(491d) Iteratively Refined Distillation Line Methods

Hassan, C. - Presenter, University of Rhode Island

Traditional distillation line methods for synthesis and design generate trajectories by starting at both product ends of a column and integrating toward the feed stage. When the rectifying and stripping trajectories intersect, the column design is considered feasible; when they do not, the design is infeasible. Unfortunately, even when trajectories intersect, the component mass balances around the feed stage are not closed and, for equilibrium stage models, conditions of phase equilibrium are also not satisfied. That is, the liquid composition at the end of the stripping trajectory is usually not in equilibrium with the vapor composition calculated from the rectifying trajectory.

Recently, Lucia et al. (2008) have proposed a bottom up (or equivalently top down) approach to design using a distillation line methodology in which a stripping line trajectory is generated from a specified bottoms product, a switch is made at the feed stage, and then the rectifying line trajectory is generated by continuing the integration to the distillate product. For any rectifying trajectory that lands within a given open ball around the specified distillate product, the design is considered feasible. Otherwise, the design is infeasible. The bottom up approach has the advantage of exactly satisfying all component mass balances and equilibrium conditions at the feed stage. However, there is generally a mismatch in the overall component mass balances for the column.
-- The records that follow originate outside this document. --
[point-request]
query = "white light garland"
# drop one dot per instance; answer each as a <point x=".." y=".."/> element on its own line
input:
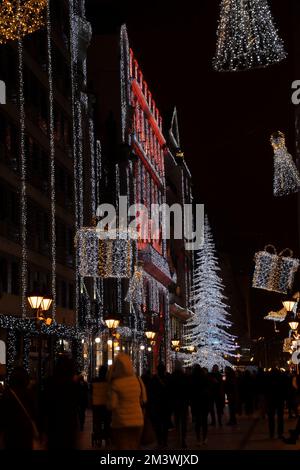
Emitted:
<point x="125" y="82"/>
<point x="74" y="52"/>
<point x="93" y="168"/>
<point x="208" y="328"/>
<point x="286" y="175"/>
<point x="246" y="36"/>
<point x="23" y="201"/>
<point x="52" y="163"/>
<point x="106" y="256"/>
<point x="135" y="292"/>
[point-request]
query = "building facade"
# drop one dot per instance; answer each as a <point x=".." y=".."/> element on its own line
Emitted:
<point x="134" y="149"/>
<point x="179" y="193"/>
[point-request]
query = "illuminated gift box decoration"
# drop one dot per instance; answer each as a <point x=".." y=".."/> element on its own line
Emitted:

To resolve overall component mass balance errors in the bottom up distillation line methodology, we propose two simple iterative refinement schemes based on direct and accelerated direct substitution that have the additional advantage of being able to find feasible designs even when the given column product specifications are infeasible. Many examples are presented, including mixtures with as many as six components and phase equilibrium models ranging from constant relative volatility to those that model azeotropy. Numerical results clearly show that the proposed iterative refinement schemes can easily find feasible distillation designs. Geometric illustrations are used to highlight key points.